The watchdog is also investigating the impact of automated trading on share markets as the authorities step up a crackdown on what they regard as heavy speculative selling that could destabilise the world's second-largest economy.
Its main share markets, both among the world's five biggest exchanges, have lost around 30 per cent of their value since mid-June, but the authorities have been flailing in efforts over the past three weeks to prevent a further sell-off.
There have been a number of questions over the past two weeks. They are going after any type of trading activity that has a reference to China.
AN EXECUTIVE at an international brokerage based in Hong Kong with direct knowledge of the CSRC requests
China's stocks fell yesterday, with the benchmark index heading for its worst monthly drop in almost six years, as the government struggles to rekindle investor interest amid a US$3.5 trillion (S$4.8 trillion) rout. The Shanghai Composite Index slid 1 per cent to 3,669.45 at the break, dragged down by energy and industrial companies.
The gauge tumbled 14 per cent last month as margin traders cashed out and new equity-account openings tumbled amid concern valuations are unsustainable.
Fearing the turmoil could spill over into the wider economy, the ruling Communist Party has enlisted the central bank, the state margin-lender, commercial banks, brokers, fund managers, insurers and pension funds to buy up shares, or help fund their purchase, to keep the Shanghai and Shenzhen markets afloat.
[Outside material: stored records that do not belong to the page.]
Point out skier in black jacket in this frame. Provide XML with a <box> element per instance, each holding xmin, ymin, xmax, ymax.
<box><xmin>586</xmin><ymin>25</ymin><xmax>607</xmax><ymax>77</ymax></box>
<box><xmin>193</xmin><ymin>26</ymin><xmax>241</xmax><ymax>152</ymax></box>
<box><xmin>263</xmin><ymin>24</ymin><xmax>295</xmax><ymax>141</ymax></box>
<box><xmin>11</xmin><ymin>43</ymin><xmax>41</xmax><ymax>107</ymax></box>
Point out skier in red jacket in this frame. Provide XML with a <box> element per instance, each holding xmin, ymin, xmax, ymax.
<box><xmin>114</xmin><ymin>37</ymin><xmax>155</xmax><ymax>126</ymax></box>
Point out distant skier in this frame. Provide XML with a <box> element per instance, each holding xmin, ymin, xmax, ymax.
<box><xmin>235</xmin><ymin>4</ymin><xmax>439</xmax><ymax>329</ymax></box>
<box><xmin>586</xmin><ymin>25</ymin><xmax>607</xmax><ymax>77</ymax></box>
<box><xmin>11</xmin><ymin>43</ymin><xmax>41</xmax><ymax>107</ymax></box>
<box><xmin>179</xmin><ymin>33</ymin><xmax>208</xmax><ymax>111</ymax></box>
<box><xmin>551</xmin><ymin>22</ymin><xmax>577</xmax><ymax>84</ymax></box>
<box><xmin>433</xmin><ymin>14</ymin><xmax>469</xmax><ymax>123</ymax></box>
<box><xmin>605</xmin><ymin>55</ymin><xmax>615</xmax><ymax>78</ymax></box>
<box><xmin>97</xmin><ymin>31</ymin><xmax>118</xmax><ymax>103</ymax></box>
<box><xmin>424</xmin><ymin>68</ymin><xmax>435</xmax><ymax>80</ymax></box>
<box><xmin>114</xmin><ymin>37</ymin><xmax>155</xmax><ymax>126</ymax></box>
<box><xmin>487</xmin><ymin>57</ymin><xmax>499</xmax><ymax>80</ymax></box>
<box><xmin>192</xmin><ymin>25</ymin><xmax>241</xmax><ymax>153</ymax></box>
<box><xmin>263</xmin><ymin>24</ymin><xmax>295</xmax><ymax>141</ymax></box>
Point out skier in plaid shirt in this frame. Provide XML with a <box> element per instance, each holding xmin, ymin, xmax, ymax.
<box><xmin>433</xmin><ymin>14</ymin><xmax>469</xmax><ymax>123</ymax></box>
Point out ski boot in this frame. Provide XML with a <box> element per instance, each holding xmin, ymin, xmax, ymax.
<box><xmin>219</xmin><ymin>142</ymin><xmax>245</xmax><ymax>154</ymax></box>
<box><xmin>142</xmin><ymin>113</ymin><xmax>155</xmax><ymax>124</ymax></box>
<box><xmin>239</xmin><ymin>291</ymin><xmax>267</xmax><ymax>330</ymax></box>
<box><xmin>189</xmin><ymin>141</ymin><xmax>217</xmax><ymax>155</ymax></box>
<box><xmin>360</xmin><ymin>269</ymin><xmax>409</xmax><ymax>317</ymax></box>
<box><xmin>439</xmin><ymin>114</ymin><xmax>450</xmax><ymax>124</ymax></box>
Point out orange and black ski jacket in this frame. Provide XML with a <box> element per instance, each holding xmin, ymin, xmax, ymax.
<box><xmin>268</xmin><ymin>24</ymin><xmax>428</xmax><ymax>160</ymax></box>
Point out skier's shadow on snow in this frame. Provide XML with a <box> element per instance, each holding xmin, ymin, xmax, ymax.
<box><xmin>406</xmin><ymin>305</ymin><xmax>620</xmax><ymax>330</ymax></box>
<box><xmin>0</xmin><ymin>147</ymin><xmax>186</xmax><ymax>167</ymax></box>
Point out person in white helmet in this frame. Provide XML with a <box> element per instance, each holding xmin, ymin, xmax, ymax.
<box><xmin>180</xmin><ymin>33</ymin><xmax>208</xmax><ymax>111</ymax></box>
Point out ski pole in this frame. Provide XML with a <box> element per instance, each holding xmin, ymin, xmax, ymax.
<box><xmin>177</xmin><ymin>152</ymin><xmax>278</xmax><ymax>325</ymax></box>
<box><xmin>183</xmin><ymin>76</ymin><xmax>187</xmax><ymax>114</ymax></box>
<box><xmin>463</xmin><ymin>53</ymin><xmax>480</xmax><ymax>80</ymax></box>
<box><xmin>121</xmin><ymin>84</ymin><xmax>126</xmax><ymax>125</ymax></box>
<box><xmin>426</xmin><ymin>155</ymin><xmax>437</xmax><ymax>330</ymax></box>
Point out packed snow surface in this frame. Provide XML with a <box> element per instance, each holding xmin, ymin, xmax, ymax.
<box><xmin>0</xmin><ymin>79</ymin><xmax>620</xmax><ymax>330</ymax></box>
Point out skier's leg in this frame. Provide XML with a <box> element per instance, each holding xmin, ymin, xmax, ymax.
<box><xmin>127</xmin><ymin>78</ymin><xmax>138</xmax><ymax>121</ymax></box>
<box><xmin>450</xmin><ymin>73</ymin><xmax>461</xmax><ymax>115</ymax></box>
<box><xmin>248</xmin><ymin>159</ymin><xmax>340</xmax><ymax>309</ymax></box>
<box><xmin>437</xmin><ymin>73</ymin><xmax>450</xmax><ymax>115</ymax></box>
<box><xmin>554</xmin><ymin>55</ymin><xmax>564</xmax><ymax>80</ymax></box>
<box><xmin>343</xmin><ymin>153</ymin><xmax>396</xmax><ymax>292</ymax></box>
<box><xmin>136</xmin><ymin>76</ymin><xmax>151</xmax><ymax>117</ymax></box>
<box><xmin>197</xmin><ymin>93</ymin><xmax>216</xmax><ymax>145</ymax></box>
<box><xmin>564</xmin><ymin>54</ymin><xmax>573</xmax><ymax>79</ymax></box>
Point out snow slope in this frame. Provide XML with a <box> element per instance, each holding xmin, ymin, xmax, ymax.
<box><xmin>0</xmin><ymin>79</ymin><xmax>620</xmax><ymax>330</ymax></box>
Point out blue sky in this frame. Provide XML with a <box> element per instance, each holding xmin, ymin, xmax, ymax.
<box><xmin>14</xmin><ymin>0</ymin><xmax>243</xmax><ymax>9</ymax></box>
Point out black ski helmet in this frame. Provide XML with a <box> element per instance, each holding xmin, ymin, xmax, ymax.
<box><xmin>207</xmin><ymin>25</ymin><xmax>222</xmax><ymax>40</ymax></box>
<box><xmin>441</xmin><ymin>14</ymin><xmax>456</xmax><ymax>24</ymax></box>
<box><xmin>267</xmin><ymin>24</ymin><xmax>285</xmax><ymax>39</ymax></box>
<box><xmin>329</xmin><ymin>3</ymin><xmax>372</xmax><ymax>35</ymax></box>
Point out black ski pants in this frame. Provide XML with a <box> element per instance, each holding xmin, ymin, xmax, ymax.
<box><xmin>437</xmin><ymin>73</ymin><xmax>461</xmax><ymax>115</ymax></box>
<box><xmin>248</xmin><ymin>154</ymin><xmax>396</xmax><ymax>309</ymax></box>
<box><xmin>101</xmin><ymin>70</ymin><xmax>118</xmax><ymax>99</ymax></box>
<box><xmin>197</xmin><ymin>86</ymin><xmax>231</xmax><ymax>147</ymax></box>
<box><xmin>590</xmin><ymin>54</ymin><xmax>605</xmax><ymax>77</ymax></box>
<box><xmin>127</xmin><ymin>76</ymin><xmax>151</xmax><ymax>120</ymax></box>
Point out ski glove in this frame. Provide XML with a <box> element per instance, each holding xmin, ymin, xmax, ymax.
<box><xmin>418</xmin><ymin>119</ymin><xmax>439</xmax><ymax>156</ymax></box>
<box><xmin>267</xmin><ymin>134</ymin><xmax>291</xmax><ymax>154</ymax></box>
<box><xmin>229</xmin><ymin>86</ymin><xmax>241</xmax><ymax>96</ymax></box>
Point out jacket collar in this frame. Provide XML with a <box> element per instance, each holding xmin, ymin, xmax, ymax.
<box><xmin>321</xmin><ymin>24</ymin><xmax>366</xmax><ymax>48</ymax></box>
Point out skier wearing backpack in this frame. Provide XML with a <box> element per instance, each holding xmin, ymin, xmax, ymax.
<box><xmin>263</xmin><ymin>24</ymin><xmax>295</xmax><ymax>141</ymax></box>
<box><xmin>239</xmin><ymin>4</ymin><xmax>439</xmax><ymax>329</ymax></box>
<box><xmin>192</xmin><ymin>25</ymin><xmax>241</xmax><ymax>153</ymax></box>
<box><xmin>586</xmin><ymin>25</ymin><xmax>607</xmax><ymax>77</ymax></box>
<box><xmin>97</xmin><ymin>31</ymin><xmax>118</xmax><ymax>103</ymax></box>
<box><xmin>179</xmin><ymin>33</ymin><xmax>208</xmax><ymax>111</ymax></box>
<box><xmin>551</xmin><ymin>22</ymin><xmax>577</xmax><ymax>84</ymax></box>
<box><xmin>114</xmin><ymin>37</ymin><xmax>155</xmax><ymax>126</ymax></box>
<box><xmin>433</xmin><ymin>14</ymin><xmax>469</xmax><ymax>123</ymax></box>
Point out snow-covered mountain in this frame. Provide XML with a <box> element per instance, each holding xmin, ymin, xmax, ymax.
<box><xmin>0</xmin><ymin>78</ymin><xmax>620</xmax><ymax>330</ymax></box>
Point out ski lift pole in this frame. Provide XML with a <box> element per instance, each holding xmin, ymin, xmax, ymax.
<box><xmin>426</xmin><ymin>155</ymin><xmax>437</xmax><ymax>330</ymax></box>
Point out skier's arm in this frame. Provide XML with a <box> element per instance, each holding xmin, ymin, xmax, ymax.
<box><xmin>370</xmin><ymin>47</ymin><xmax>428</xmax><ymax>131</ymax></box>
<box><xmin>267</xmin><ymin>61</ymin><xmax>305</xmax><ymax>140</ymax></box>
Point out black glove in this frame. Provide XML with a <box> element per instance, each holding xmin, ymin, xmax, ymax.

It is common for regulators to request information from their overseas counterparts that may aid investigations at home, but it is highly unusual for the CSRC to seek information from offshore and international brokers directly, one source in Hong Kong said.
The CSRC did not answer calls requesting comment, but in an apparent reference to the Reuters report, the regulator said yesterday it had not directly contacted top executives of mainland-based financial institutions in Hong Kong, although it was normal to reach out to "relevant parties" during an investigation.
The Monetary Authority of Singapore and the Hong Kong Securities and Futures Commission declined to comment.
The sources said the CSRC was focusing on positions taken through both the Shanghai-Hong Kong Stock Connect trading link and via offshore-listed products that track mainland stocks, including index futures and exchange-traded funds.
"There have been a number of questions over the past two weeks. They are going after any type of trading activity that has a reference to China," said an executive at an international brokerage based in Hong Kong with direct knowledge of the CSRC requests.
One source at a mainland brokerage in Hong Kong said that they had received enquiries over the phone directly from the CSRC seeking evidence of "naked shorting".
This is an illegal practice in most markets and describes when an investor tries to profit from falling prices of a given stock without actually owning the shares necessary to complete the transaction.
Amid the market turmoil, some foreign investors see an opportunity to buy, believing confidence will eventually return and private Chinese investors will come back to the market. "At some point, the magnitude of the Chinese market has to reflect its industrial might," said Mr Yu-Min Wang, chief investment officer at Nikko Asset Management.